Powers for good: how can universities ensure innovation benefits everyone?

In furthering technological leaps, how close should institutions be to Silicon Valley and how can they ensure that everyone, not just business, benefits?

July 19, 2018
People wearing Google glasses
Source: Getty

“What do we talk about when we talk about innovation?”

The question was posed by Stephen Toope, vice-chancellor of the University of Cambridge, at a recent conference held by the technology company Huawei and Times Higher Education.

Innovation is a word that’s thrown around in business, government and higher education, but which is rarely well defined. The risk is that it means lots of different things – or perhaps nothing at all.

“You may know the lines by John Steinbeck: ‘Ideas are like rabbits; you get a couple of them and learn how to handle them, and pretty soon you have a dozen.’ If only innovation were as simple,” Toope told an audience in London as he addressed this ambiguity head-on.

“Innovation is the process of putting new ideas into practice; it certainly relies on ideas, but it is fundamentally about applying them to improve a product, a service, a process or an experience.”

Change and improvement, whether within an institution, business or society, are “constant and necessary”, Toope argued, and while economic impact is a key aim of innovation, “entrepreneurship is not always intrinsically innovative, and innovation can be found in many areas beyond the realm of commercial exploitation” – including universities.

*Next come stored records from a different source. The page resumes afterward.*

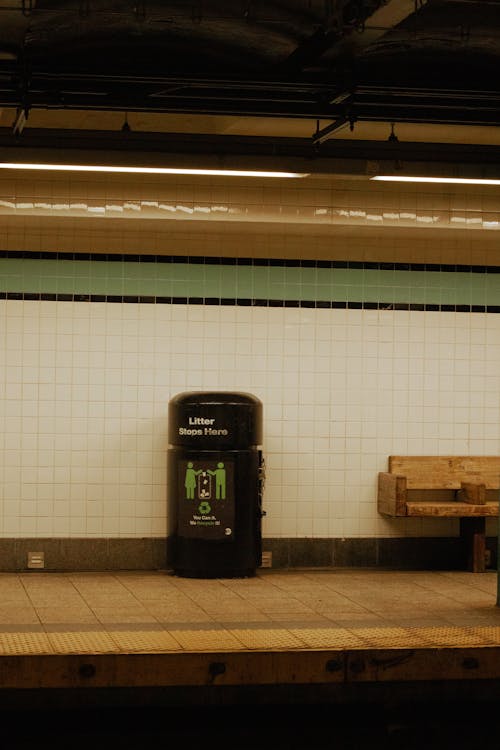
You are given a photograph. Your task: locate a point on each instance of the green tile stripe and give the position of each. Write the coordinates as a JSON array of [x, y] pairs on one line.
[[124, 277]]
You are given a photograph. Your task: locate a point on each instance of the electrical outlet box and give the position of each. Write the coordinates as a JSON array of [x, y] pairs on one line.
[[36, 560], [267, 560]]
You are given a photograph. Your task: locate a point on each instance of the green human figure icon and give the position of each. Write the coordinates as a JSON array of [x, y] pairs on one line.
[[220, 481], [190, 480]]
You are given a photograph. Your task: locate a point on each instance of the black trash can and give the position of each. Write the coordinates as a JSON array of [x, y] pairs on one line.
[[215, 476]]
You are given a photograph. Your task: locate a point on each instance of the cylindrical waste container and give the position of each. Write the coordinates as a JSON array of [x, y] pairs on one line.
[[215, 476]]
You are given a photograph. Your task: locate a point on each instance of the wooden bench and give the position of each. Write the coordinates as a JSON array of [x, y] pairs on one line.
[[463, 487]]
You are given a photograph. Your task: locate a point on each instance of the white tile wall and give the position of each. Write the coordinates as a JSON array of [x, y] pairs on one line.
[[84, 391]]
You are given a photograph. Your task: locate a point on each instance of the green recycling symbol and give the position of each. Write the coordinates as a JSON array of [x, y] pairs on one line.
[[204, 508]]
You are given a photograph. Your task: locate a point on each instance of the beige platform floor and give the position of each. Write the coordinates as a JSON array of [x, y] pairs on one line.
[[296, 610]]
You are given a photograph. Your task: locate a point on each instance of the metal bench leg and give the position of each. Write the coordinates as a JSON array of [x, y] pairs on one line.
[[473, 534]]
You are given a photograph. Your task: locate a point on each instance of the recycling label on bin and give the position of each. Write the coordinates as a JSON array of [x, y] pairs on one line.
[[206, 499]]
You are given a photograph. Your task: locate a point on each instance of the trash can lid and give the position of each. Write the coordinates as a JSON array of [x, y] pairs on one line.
[[215, 397]]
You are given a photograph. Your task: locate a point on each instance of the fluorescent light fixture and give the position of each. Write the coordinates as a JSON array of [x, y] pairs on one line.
[[439, 180], [149, 170]]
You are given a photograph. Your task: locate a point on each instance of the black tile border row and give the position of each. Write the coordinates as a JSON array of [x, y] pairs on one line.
[[106, 554], [246, 302], [266, 262]]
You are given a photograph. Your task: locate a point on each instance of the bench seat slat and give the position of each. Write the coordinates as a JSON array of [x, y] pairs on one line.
[[446, 472], [450, 509]]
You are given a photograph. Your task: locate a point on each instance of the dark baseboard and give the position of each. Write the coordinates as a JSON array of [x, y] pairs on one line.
[[396, 553]]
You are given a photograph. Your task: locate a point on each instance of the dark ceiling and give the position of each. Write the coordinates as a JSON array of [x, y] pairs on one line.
[[402, 60], [341, 62]]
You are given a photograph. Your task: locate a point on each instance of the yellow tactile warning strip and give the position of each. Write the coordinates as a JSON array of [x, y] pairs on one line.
[[203, 640], [82, 643], [24, 643], [329, 638], [145, 641], [268, 639], [207, 640]]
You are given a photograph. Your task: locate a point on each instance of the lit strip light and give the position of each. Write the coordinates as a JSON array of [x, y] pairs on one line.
[[439, 180], [149, 170]]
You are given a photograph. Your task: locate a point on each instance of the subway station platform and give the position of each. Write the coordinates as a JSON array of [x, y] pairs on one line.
[[302, 635]]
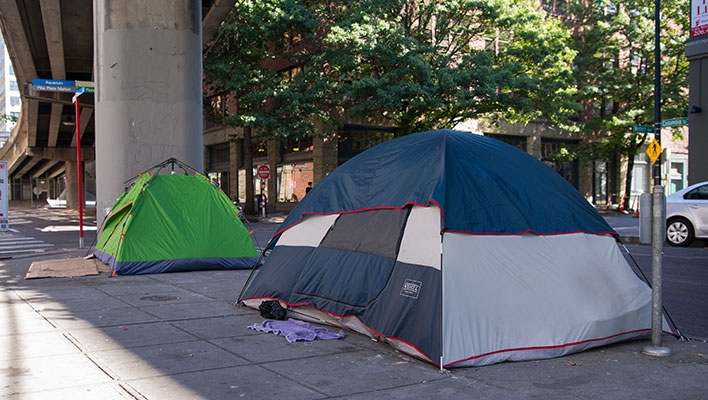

How? In research – for example, applying known technologies to new fields; in teaching, by engaging students in new ways to transform their experience; and, Toope argued, through social innovation, including new approaches to the delivery of public services and by supporting social entrepreneurs.

This role in the conception, gestation and delivery of innovation that benefits society must mean close interaction with the technology giants. This is particularly pressing when developments in artificial intelligence and machine learning threaten – or promise – to change everything.

As Toope put it: “Innovation doesn’t happen in a vacuum, and as history teaches us, new technologies are not always, by default, used to the benefit of society.

“As we plunge headlong into the digital revolution, universities have a key role to play at the interface between technology and society.”

In our cover story this week, we take a closer look at the state of that relationship, and how the power dynamic between universities such as Stanford and the California Institute of Technology and the Silicon Valley firms spawned by many of their brightest students and faculty have evolved.

This is about where what Toope calls the “locus of innovation” now sits, but it’s also about related questions, such as how basic research is supported within different business models (and when the talent flows mainly one way), and how things may shift again in response to the “techlash” that some believe is currently under way.

But questions around the relationship between universities and Silicon Valley are by no means confined to the tug of war over the most talented computer scientists. There is also the question of how and to what extent universities can use their wider expertise to consider the social impacts of their innovations.

That universities must play a central role in the shaping of our brave new world is clear.

At the Huawei/THE event, Toope quoted a World Economic Forum report authored by the president of Carnegie Mellon University, Farnam Jahanian: “It is up to us [universities] to provide the ethicists, artists and philosophers who can point the way, the policy experts and economists who can draw the map, and the cognitive scientists and sociologists who can ensure that the destination is designed for people, as well as machines. And it is up to us to ensure that these scholars are working side by side with applied researchers and technologists who are driving the revolution.”

No less a figure than Henry Kissinger (aged 95) made a similar plea writing in The Atlantic this month.

The epoch-defining questions about the future of artificial intelligence, he warned, “are being left to technologists and to the intelligentsia of related scientific fields” while “philosophers and others in the field of humanities who helped shape previous concepts of world order” are too often excluded because of their own lack of technical expertise.

This needs to be fixed, he writes, and “if we do not start this effort soon, before long we shall discover that we started too late”.